Armées d'un tout nouvel arsenal répressif, d'un véhicule blindé positionné sur l'avenue Khrushevshkoho et fortes d'un décret publié dans la journée autorisant la police à utiliser des canons à eau malgré les températures glaciales avoisinant les - 10 °C, les autorités n'ont pas réussi à mater la contestation. Le grand assaut sur la place de l'Indépendance n'a pas été lancé.

C'est là, à quelques encablures du front avancé de Khrushevshkoho, qu'est situé le camp retranché des protestataires. Sur environ 700 mètres, autour de Maïdan et le long de la principale rue adjacente, se situe le " village " : tentes, services d'aide médicale ou de restauration, galeries d'art, espaces de débat... Une véritable place forte, avec ses tours de guet de fortune et ses comités de défense, organisés en colonnes, à l'équipement précaire (bouts de tôle en guise de boucliers, bâtons de bois et parfois, un gilet pare-balles). Anatoliy, la quarantaine, surveille les entrées et sorties de la place. Comment se prépare-t-il à l'assaut annoncé ? " Il n'y a pas de stratégie, on se tient prêt, c'est tout. "

Depuis deux mois qu'ils occupent l'endroit et que la crise politique fait du surplace, les manifestants résistent.
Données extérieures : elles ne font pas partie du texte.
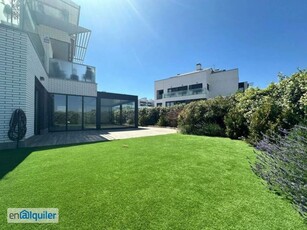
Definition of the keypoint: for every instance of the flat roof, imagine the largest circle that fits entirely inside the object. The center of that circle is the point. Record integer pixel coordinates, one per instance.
(197, 71)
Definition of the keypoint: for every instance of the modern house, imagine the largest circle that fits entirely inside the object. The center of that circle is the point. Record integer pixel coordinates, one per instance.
(197, 85)
(42, 48)
(145, 103)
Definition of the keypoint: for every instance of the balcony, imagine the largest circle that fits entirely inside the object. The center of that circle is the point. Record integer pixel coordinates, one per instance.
(185, 93)
(71, 71)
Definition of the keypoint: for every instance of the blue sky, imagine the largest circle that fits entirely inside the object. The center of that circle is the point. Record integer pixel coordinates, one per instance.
(135, 42)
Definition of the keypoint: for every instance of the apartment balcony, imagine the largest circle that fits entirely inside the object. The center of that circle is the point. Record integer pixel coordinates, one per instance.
(65, 70)
(184, 93)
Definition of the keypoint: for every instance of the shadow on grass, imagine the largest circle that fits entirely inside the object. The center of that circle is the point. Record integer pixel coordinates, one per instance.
(11, 158)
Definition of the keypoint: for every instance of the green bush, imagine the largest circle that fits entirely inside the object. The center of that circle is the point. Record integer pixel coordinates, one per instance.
(205, 117)
(280, 106)
(282, 163)
(161, 116)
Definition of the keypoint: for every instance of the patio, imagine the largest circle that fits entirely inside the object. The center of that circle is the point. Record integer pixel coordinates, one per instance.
(77, 137)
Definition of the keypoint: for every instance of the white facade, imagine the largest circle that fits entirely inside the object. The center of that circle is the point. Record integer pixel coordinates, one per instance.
(200, 84)
(145, 103)
(27, 51)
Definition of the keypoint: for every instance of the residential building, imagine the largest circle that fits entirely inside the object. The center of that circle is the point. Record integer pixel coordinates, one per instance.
(145, 103)
(42, 50)
(197, 85)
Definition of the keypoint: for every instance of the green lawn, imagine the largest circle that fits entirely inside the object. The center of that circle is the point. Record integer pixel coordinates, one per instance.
(163, 182)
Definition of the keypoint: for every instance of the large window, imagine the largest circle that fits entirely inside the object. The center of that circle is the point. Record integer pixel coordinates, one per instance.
(116, 113)
(58, 113)
(89, 112)
(74, 113)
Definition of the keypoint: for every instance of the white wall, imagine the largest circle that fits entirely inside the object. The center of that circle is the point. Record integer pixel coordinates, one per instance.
(223, 83)
(182, 80)
(72, 87)
(45, 31)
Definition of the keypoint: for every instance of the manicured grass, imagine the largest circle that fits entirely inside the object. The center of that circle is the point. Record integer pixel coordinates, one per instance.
(163, 182)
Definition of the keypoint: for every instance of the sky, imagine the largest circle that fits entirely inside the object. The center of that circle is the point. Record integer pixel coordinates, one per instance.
(135, 42)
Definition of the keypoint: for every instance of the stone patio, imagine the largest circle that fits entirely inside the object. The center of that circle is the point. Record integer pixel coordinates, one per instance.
(77, 137)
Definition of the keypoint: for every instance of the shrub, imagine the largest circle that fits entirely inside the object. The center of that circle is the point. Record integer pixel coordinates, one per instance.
(282, 162)
(205, 117)
(236, 124)
(265, 120)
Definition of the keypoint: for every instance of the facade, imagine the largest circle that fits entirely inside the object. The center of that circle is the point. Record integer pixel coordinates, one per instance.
(42, 72)
(198, 85)
(145, 103)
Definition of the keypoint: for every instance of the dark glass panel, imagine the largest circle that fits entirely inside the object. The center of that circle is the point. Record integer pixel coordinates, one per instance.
(58, 113)
(89, 112)
(74, 113)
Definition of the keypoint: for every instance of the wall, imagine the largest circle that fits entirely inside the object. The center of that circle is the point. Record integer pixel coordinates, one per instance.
(223, 83)
(19, 65)
(13, 70)
(182, 80)
(34, 69)
(45, 31)
(72, 87)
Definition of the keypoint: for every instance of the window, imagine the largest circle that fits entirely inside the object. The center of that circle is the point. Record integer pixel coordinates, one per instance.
(176, 89)
(160, 94)
(89, 112)
(196, 86)
(58, 113)
(74, 113)
(116, 113)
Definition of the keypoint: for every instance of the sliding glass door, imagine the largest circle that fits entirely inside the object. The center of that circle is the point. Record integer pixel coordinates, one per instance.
(69, 112)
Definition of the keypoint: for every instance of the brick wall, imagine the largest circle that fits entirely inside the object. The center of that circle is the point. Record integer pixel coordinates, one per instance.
(34, 68)
(19, 65)
(13, 68)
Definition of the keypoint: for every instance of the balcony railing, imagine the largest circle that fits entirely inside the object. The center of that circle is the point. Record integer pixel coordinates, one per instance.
(185, 93)
(71, 71)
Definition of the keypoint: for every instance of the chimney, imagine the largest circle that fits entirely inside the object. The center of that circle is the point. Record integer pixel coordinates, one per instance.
(198, 67)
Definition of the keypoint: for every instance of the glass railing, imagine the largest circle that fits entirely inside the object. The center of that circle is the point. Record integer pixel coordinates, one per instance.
(10, 12)
(59, 9)
(61, 69)
(185, 93)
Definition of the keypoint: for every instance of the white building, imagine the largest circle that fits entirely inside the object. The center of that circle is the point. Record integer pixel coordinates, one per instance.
(42, 50)
(197, 85)
(145, 103)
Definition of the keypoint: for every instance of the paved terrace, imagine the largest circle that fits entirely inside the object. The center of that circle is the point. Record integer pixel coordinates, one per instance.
(77, 137)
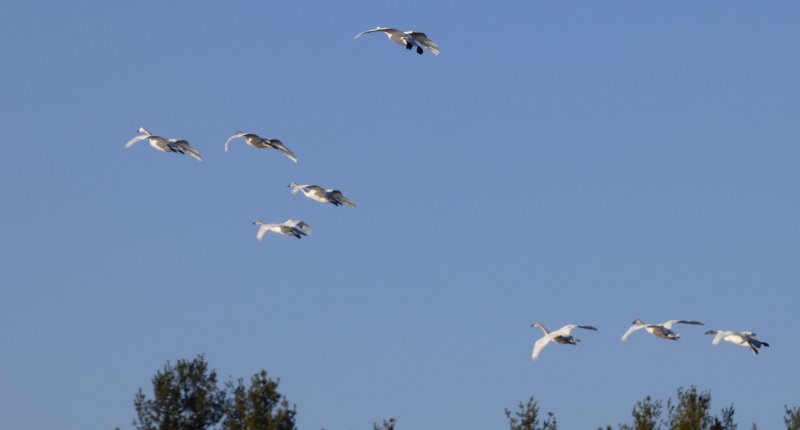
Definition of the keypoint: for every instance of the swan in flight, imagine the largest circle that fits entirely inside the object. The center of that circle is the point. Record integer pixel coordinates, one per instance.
(409, 39)
(165, 145)
(257, 141)
(741, 338)
(561, 335)
(291, 227)
(663, 330)
(322, 195)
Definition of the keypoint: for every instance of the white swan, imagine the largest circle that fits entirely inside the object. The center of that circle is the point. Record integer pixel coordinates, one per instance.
(291, 227)
(257, 141)
(741, 338)
(322, 195)
(561, 335)
(663, 330)
(165, 145)
(409, 39)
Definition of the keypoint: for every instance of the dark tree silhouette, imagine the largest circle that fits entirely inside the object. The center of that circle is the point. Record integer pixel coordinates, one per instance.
(527, 418)
(185, 397)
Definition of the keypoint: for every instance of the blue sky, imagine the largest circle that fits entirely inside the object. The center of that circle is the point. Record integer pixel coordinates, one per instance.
(587, 162)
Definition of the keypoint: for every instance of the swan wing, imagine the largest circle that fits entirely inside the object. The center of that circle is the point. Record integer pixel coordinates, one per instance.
(388, 30)
(668, 324)
(538, 346)
(720, 335)
(277, 144)
(184, 147)
(136, 139)
(632, 329)
(298, 224)
(337, 195)
(263, 230)
(423, 40)
(235, 136)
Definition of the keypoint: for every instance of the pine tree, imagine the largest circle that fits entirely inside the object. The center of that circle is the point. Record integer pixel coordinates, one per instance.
(185, 397)
(792, 418)
(527, 418)
(258, 407)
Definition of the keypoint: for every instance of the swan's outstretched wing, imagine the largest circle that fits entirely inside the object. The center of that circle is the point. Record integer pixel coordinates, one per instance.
(539, 345)
(388, 30)
(720, 335)
(263, 230)
(567, 329)
(298, 224)
(668, 324)
(423, 40)
(337, 195)
(237, 135)
(632, 329)
(136, 139)
(183, 147)
(277, 144)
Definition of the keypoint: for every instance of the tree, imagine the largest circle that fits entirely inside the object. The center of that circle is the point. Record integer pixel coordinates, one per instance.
(185, 397)
(527, 418)
(258, 407)
(690, 412)
(646, 415)
(792, 418)
(386, 425)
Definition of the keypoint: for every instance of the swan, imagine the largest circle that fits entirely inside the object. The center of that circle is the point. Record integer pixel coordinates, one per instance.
(561, 335)
(409, 39)
(741, 338)
(663, 330)
(257, 141)
(322, 195)
(291, 227)
(165, 145)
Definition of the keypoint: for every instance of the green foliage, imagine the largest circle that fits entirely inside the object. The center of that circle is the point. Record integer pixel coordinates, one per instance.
(690, 411)
(527, 418)
(258, 407)
(387, 425)
(792, 418)
(187, 397)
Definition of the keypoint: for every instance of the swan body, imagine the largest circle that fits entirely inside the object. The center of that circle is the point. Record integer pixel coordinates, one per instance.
(562, 336)
(663, 330)
(291, 227)
(409, 39)
(741, 338)
(257, 141)
(165, 145)
(322, 195)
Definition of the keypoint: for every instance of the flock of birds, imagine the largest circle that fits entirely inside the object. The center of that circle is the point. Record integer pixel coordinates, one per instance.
(291, 227)
(664, 331)
(420, 42)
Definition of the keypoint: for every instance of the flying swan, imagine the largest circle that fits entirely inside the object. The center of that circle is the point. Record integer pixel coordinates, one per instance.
(165, 145)
(561, 335)
(291, 227)
(257, 141)
(409, 39)
(663, 330)
(741, 338)
(322, 195)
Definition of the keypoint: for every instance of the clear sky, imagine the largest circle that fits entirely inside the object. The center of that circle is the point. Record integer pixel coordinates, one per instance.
(588, 162)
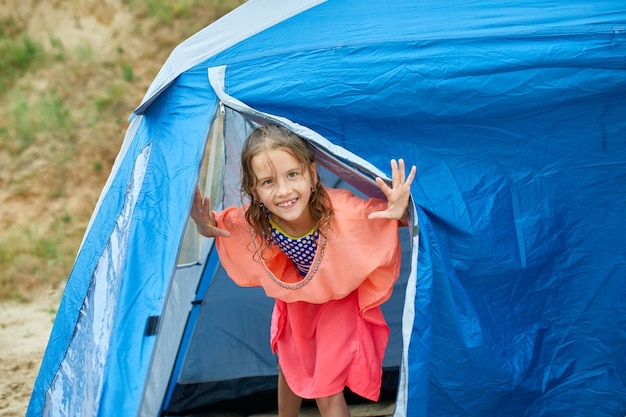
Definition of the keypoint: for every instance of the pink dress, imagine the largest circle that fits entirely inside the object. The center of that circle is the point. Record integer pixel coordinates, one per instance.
(327, 327)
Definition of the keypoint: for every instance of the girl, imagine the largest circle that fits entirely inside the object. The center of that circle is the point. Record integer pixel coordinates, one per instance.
(328, 258)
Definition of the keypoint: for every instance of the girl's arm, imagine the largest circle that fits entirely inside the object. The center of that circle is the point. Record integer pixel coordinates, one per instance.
(204, 219)
(397, 195)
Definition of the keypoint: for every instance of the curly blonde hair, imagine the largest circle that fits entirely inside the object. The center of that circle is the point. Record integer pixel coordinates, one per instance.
(268, 137)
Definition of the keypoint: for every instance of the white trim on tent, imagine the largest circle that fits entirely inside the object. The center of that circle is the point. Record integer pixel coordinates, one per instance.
(247, 20)
(217, 80)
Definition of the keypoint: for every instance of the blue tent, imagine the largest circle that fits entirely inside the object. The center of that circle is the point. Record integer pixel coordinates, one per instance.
(513, 297)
Même les modérés de Maïdan, lassés par l'absence de concessions du régime, soutiennent à mots plus ou moins couverts les actions radicales menées près du Parlement. Et si d'Europe, il n'est plus beaucoup question - le rapprochement avec Bruxelles ayant été définitivement écarté par l'accord signé avec la Russie le 17 décembre -, c'est bien l'Etat policier mis en place par le président Viktor Ianoukovitch qui est dénoncé.
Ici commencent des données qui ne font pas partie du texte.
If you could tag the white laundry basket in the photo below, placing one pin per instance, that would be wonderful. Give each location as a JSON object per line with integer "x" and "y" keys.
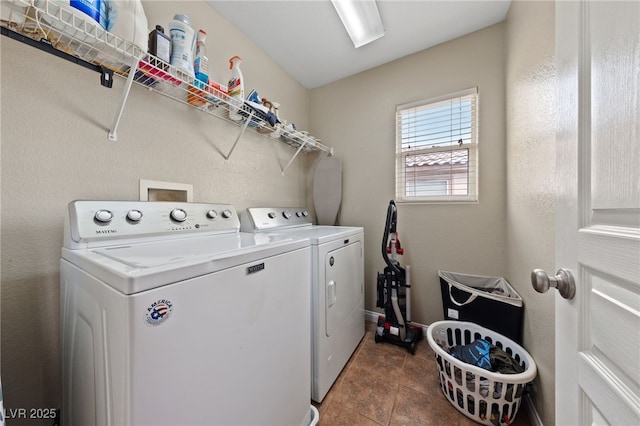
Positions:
{"x": 483, "y": 396}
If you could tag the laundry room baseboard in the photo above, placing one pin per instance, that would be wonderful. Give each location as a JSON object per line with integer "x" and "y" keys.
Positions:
{"x": 534, "y": 418}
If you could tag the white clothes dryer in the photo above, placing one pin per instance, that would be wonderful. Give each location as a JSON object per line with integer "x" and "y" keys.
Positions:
{"x": 171, "y": 316}
{"x": 337, "y": 292}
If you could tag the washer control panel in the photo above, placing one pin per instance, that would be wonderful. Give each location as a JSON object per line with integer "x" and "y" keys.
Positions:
{"x": 89, "y": 221}
{"x": 264, "y": 218}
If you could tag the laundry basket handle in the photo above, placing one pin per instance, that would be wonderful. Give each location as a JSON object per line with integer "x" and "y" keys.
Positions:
{"x": 470, "y": 299}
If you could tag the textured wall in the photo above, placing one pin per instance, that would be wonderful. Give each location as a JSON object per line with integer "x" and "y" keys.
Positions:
{"x": 55, "y": 119}
{"x": 358, "y": 115}
{"x": 530, "y": 80}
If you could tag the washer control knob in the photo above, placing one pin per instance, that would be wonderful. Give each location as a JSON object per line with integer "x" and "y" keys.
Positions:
{"x": 134, "y": 215}
{"x": 178, "y": 215}
{"x": 103, "y": 216}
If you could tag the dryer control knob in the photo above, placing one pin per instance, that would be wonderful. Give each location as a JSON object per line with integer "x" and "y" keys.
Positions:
{"x": 134, "y": 215}
{"x": 103, "y": 216}
{"x": 178, "y": 215}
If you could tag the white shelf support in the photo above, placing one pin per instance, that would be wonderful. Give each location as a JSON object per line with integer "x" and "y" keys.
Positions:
{"x": 242, "y": 129}
{"x": 113, "y": 135}
{"x": 293, "y": 157}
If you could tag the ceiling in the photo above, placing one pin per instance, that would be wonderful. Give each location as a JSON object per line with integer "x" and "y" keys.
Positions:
{"x": 307, "y": 39}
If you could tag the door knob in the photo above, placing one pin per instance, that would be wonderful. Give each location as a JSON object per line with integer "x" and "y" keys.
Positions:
{"x": 563, "y": 281}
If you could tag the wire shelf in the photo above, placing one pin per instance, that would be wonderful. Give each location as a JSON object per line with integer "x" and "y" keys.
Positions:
{"x": 56, "y": 24}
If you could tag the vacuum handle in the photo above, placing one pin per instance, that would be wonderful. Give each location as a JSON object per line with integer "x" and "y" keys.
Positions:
{"x": 390, "y": 226}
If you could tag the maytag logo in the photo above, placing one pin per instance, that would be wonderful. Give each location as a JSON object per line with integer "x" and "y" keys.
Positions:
{"x": 106, "y": 231}
{"x": 255, "y": 268}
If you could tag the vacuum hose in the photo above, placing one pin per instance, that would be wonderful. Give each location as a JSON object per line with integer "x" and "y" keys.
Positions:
{"x": 389, "y": 227}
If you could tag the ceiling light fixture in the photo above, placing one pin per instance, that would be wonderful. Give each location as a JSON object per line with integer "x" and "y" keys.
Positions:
{"x": 361, "y": 20}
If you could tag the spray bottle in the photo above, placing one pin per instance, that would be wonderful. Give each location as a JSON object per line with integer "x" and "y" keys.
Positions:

Malgré une fatigue manifeste, la solidarité reste l'un des moteurs du mouvement. Perché sur une barricade, Sergueï, 26 ans, vide des bidons d'eau afin de transformer les abords de la place en patinoire. " Chacun prend ses initiatives. Si on voit une pelle traîner, on s'en empare 30 minutes pour former des tas de neige et remplir des sacs. " Sur cette barricade où s'activent des jeunes joyeux et pleins d'entrain, on oublierait presque que les affrontements sur Khrushevshkoho sont bien réels.
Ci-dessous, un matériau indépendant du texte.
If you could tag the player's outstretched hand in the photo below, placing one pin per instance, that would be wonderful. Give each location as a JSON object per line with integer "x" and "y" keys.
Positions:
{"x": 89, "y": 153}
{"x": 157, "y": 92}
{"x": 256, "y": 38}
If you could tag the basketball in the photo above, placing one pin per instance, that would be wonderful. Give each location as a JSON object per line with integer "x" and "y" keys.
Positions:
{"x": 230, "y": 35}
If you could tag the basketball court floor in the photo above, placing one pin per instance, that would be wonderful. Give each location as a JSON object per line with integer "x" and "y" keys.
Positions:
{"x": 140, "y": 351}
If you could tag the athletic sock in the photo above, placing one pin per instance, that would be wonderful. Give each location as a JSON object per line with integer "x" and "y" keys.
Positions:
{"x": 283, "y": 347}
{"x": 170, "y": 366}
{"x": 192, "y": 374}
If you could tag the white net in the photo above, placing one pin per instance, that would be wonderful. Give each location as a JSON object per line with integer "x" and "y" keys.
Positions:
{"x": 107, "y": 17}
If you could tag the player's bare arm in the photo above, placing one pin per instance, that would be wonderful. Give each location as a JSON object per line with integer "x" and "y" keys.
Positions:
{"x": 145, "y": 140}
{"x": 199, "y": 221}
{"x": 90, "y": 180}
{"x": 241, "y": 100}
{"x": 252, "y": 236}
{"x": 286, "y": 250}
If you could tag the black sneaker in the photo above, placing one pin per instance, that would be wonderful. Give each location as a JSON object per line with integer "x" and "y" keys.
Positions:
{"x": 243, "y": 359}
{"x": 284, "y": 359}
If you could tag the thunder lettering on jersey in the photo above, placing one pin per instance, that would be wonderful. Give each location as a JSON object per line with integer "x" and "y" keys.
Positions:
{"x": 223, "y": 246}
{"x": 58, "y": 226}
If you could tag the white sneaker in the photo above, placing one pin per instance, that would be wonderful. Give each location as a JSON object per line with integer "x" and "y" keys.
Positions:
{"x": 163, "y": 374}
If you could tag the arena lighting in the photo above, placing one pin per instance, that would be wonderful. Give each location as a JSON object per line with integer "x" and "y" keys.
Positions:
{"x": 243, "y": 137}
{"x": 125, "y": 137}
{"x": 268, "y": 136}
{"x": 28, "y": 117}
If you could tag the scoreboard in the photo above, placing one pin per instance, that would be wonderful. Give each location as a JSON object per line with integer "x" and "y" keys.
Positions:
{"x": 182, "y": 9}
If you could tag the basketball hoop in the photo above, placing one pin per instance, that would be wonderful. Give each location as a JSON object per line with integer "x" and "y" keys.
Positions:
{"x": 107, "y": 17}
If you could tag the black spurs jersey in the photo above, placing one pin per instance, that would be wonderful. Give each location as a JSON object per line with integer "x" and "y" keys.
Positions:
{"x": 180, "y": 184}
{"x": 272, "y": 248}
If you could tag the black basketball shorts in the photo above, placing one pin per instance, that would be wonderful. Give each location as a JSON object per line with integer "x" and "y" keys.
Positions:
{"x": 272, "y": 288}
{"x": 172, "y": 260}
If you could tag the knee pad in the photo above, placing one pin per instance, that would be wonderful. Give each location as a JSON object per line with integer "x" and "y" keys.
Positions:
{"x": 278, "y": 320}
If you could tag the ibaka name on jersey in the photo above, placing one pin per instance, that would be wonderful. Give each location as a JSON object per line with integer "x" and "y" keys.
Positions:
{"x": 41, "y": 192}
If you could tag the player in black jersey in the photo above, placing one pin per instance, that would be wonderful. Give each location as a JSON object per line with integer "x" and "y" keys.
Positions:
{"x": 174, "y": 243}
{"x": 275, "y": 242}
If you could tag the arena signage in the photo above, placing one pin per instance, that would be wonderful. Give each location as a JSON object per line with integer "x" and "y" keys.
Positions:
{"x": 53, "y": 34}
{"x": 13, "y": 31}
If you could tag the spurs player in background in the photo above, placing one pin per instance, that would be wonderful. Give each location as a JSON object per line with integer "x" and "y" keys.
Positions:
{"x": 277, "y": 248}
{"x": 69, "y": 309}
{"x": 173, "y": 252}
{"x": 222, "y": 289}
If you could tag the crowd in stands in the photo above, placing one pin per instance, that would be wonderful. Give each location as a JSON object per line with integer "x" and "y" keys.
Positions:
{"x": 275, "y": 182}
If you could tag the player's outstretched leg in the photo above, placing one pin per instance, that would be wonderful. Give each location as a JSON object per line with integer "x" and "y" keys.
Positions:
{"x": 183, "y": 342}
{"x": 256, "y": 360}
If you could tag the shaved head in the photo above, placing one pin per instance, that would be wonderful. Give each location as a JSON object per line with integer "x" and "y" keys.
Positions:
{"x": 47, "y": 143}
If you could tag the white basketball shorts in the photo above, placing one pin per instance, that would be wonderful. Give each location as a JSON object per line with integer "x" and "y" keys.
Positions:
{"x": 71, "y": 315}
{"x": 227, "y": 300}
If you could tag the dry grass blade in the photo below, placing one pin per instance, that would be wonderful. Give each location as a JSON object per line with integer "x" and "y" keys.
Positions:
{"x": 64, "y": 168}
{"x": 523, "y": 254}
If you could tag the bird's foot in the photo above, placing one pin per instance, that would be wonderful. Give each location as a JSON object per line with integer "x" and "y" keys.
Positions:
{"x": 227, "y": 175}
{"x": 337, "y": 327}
En fin de journée, les représentants de l'opposition sont arrivés sur l'estrade de la place de l'Indépendance. Une minute de silence a été observée en hommage aux protestataires tués. Les dizaines de milliers de personnes rassemblées attendaient les résultats d'une réunion d'urgence organisée dans l'après-midi entre l'opposition et le président. La réponse les a déçues : le pouvoir reste sourd à la demande d'élections générales anticipées. Trois heures de discussion n'ont abouti à aucune avancée.

Accusés ces derniers jours de manquer de combativité, les chefs de parti se sont montrés plus pugnaces, fixant un ultimatum de " 24 heures " au président pour faire des concessions, avant de " passer à l'offensive ".